Türk Silahlı Kuvvetleri’ne ve Genelkurmay Başkanı’nın şahsına yönelik eleştiri kisvesi altında iftiraya varan iddialar ile ilgili bir basın mensubuna bilgilendirmede bulunulmuş ve bu hususlar 25 Şubat 2017 tarihinde yayımlanmıştır.
Yapılan değerlendirmenin içeriği, dikkat ve hassasiyetle düzenlenmiş, ‘Karargah Rahatsız, Karargah’ta Rahatsızlık, Türk Silahlı Kuvvetleri’nde Rahatsızlık vb.’ gibi ibareler söz konusu dahi olmamıştır. Sorulan sorulara özetle, ‘Türk Silahlı Kuvvetleri’nin iç politika malzemesi haline getirilmemesi, şahsi işlerden uzak tutulması gerektiği’ ifade edilmiştir.

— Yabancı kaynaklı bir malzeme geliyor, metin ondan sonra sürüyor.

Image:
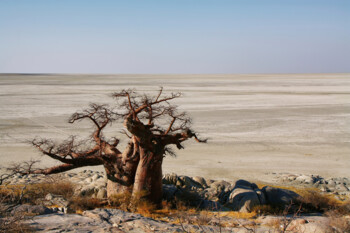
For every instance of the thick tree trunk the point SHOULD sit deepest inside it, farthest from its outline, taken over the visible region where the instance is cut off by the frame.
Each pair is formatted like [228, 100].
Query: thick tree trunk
[148, 178]
[121, 171]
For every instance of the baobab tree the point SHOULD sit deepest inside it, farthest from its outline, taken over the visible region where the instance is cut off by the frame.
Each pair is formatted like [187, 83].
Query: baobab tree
[152, 126]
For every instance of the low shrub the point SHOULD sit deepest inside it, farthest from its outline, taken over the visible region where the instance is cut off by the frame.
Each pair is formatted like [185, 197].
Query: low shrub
[79, 204]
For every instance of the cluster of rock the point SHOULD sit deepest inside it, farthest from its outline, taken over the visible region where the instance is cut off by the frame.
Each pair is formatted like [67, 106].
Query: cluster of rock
[337, 186]
[114, 220]
[239, 195]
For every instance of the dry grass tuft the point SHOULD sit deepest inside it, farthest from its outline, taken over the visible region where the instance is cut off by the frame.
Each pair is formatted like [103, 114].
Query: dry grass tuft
[31, 192]
[79, 204]
[312, 200]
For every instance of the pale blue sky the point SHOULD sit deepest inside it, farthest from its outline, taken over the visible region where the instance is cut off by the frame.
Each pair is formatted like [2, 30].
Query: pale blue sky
[174, 36]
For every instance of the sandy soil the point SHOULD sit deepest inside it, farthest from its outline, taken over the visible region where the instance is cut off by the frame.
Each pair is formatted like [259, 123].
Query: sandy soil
[257, 124]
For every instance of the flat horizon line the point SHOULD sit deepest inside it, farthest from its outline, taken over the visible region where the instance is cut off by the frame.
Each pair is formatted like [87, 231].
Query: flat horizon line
[44, 73]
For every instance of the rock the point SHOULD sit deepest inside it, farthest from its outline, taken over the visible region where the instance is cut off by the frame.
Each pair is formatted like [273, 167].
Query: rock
[102, 193]
[341, 188]
[261, 196]
[87, 191]
[210, 205]
[305, 179]
[32, 209]
[201, 181]
[245, 184]
[53, 200]
[188, 183]
[243, 199]
[218, 191]
[170, 179]
[277, 196]
[169, 192]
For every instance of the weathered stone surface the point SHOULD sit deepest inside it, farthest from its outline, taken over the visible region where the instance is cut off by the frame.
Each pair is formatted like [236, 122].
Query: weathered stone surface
[218, 191]
[201, 181]
[277, 196]
[32, 209]
[243, 199]
[169, 192]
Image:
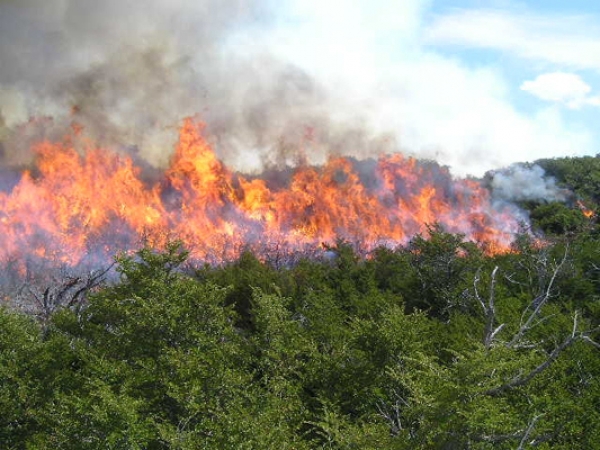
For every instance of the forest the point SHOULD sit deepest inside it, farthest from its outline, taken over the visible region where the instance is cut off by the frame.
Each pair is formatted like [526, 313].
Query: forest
[432, 345]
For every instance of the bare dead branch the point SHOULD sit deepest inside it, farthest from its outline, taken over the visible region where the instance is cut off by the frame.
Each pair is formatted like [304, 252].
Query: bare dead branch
[521, 380]
[538, 303]
[489, 308]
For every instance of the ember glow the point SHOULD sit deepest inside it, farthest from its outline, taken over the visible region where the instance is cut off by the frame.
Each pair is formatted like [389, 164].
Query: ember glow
[74, 204]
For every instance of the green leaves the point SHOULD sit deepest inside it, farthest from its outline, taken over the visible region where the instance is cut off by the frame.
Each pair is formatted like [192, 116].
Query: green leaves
[346, 353]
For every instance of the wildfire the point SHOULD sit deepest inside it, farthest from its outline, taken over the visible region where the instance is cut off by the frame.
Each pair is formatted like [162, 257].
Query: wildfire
[76, 204]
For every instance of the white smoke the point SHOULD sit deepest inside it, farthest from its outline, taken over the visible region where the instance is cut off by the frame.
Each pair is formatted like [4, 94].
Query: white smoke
[522, 183]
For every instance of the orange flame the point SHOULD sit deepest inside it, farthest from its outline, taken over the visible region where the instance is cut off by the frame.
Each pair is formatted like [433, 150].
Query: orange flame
[77, 204]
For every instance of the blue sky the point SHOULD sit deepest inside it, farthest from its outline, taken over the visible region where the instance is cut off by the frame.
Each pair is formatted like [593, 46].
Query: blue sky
[474, 84]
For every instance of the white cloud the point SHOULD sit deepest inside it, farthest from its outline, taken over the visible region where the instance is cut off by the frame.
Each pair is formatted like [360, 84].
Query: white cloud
[561, 87]
[572, 41]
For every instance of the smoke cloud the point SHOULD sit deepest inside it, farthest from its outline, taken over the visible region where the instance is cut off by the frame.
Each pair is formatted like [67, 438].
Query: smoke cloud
[522, 183]
[129, 72]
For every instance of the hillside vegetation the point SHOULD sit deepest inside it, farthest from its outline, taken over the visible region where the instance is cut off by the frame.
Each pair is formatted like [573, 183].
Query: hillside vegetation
[432, 345]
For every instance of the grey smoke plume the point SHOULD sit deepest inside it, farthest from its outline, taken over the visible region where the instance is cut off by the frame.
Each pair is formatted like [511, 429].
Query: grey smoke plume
[520, 183]
[129, 71]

Kararlılık ve azimle terörle mücadele edildiği, Fırat Kalkanı Harekâtı’nın başarıyla tamamlandığı bir dönemde bu tür iddia ve iftiralarla gündemi bulandırma çabalarını esefle karşılıyoruz. Bu açıklamayı Türk Silahlı Kuvvetleri ile devlet ve hükümet arasında bir sorun varmış gibi yansıtmak, olayı saptırmaktır. Cevap verilen eleştirilerin muhatapları bellidir.
Türk Silahlı Kuvvetleri, devletinin ve milletinin emrinde olarak, her zaman olduğu gibi sarsılmaz bir inanç, kahramanlık ve fedakarlıkla şehit kanlarıyla sulanmış bayraklaşan vatan topraklarının güvenliğini sağlamak amacıyla, faaliyetlerine azim ve kararlılıkla devam etmektedir.”
Son tepki Cumhurbaşkanı Erdoğan’dan geldi: Çok çirkin, terbiyesizlik, seviyesizlik. Bedelini ağır ödeyecek.
Cumhurbaşkanı Tayyip Erdoğan, Hürriyet gazetesinin tartışma yaratan “Karargâh rahatsız” haberine ilişkin olarak yaptığı açıklamada, manşet için “Çok çok çirkin, terbiyesizlik, seviyesizlik” ifadesini kullanan Erdoğan, “Bunlar tabii bizleri rahatsız ettiği gibi, TSK’yı hayli hayli rahatsız etmiştir” dedi.
Erdoğan sözlerini şöyle sürdürdü:
“Böyle bir başlığı atmaya ne yönetimi ne patronaj kadrosu muktedir değildir, olamaz. Bu işin hukuki süreci neyse, zaten bazı adımlar atılmış vaziyette. Bizler takipçisi olacağız. Devleti kendi içinde birbirine düşürmeye kimsenin hakkı yoktur. Bunlar, bunların eski alışkanlıklarıdır. Herkes yerini, konumunu bilecek. Bizi kendi içimizde kim birbirine düşürmeye çalışıyorsa bunun bedelini ağır ödeyecektir.”